Flower Mound, in conjunction with Xylem, used a condition-based Engineering Assessment approach that minimizes the risk of failure by identifying damaged pipes using advanced inspection technologies. Work began by performing a PipeDiver inspection using technology to assess the pipe wall condition, including identifying broken bar wraps in bar-wrapped pipe. Identifying areas of wall loss would allow Flower Mound to gain a better baseline understanding of their assets and make targeted repairs where necessary.
Next, the pipeline was inspected using the Sahara leak and gas pocket detection tool. The tethered tool provides real-time video footage of a pipeline as the tool moves along with the flow. Identifying leaks early can allow proactive repairs and provides indicator data on the condition of pipe joints. Air pockets can cause capacity issues within a pipeline and compounds the effects of transient pressure events.
“The knowledge gained from this inspection spring-boarded us to develop an asset management
plan that would give us a good handle on the condition of our high priority assets and reduce risk
- Wes Hubbard, Maintenance Supervisor, Town of Flower Mound
Xylem then used transient pressure monitoring to record pressure in high resolution.
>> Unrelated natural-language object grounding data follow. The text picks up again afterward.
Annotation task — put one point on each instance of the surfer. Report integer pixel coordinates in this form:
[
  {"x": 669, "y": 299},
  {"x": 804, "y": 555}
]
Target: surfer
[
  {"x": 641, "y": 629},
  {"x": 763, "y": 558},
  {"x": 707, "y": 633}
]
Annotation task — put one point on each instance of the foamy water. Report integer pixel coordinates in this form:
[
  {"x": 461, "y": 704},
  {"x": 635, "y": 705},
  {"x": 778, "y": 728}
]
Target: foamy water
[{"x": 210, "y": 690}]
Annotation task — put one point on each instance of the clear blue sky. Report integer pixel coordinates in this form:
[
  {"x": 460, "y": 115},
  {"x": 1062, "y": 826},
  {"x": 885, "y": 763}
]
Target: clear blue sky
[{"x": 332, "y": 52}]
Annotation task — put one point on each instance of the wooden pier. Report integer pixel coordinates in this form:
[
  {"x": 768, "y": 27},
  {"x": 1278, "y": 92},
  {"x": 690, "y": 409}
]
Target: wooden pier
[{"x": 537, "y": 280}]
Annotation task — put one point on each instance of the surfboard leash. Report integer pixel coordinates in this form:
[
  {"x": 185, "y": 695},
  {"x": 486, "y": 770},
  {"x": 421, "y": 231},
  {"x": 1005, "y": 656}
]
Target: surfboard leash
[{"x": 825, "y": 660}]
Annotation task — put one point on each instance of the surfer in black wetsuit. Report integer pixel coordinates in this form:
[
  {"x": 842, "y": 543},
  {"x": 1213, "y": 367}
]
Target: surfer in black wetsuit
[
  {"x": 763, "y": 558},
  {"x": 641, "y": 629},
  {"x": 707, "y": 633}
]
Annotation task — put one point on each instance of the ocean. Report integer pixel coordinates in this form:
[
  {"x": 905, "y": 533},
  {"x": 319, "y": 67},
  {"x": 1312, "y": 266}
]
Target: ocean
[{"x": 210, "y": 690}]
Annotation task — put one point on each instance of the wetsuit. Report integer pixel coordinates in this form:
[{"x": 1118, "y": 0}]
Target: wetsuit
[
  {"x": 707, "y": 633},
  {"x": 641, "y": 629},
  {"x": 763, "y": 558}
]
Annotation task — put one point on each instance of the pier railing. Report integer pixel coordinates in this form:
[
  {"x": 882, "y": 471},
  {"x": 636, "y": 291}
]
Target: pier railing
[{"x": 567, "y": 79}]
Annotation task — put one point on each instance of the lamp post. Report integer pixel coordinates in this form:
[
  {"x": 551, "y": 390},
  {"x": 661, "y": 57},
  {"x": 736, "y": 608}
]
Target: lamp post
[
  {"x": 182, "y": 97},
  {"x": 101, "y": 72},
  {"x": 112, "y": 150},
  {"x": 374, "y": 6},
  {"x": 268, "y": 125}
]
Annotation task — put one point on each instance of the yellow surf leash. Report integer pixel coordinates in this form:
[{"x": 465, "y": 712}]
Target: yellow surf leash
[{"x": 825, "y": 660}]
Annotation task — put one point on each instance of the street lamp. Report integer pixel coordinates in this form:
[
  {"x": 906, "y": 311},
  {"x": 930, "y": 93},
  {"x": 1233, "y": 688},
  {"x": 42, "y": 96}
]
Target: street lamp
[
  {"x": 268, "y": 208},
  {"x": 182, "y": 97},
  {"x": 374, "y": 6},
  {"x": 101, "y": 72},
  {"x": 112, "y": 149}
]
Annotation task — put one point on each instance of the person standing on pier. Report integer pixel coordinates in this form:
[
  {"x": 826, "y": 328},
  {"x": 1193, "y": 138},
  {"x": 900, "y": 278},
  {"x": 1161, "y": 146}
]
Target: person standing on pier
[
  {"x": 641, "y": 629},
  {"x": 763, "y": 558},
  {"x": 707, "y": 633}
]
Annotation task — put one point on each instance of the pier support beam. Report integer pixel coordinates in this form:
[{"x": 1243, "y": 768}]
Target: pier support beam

Transient events can affect the structural integrity of the pipe because they increase the stress in the pipe wall, causing damage and eventual severe deterioration. Over time, pressure surges can reduce the life of the pipeline and when identified, the source of the surges can be eliminated to prolong the life of the pipeline.
Structural engineering analysis was used to help determine what short-term repair decisions to make by analyzing the condition data collected from Sahara, PipeDiver, and transient pressure monitoring. Finally, finite element modeling provided a detailed analysis of defects on the overall structure of the water main.
By combining these assessment methods, Flower Mound was able to identify multiple problems and act on these sections of the pipeline.
The Xylem team provided the Town’s decision makers with actionable information they needed to proactively manage their metallic pipe assets and create a prioritized program for pipeline repair, replacement and monitoring. Analysis detected 14 pipe sections with losses in wall thickness, and one medium-sized leak on a previously unknown outlet. Twelve (12) joints were observed to contain deficiencies that would need repair. Transient pressure monitoring confirmed that operational practices of the water mains and pump stations were within normal parameters and provided inputs into structural evaluation.
Initially Flower Mound was prepared to raise bond funds to replace the entire pipeline in question, with an estimated cost of over $1 million. As a result of the data provided, Flower Mound avoided taking on new debt. While the assessment identified localized issues in certain pipe segments, it also established that the rest of the pipeline was still in sufficiently good condition to remain in service. Based upon the data and recommendations provided by Xylem, Flower Mound was able to maintain asset integrity at a fraction of the cost, avoid disruption to the community, defer capital replacement dollars, and focus efforts on other priorities.
That’s the power of decision intelligence.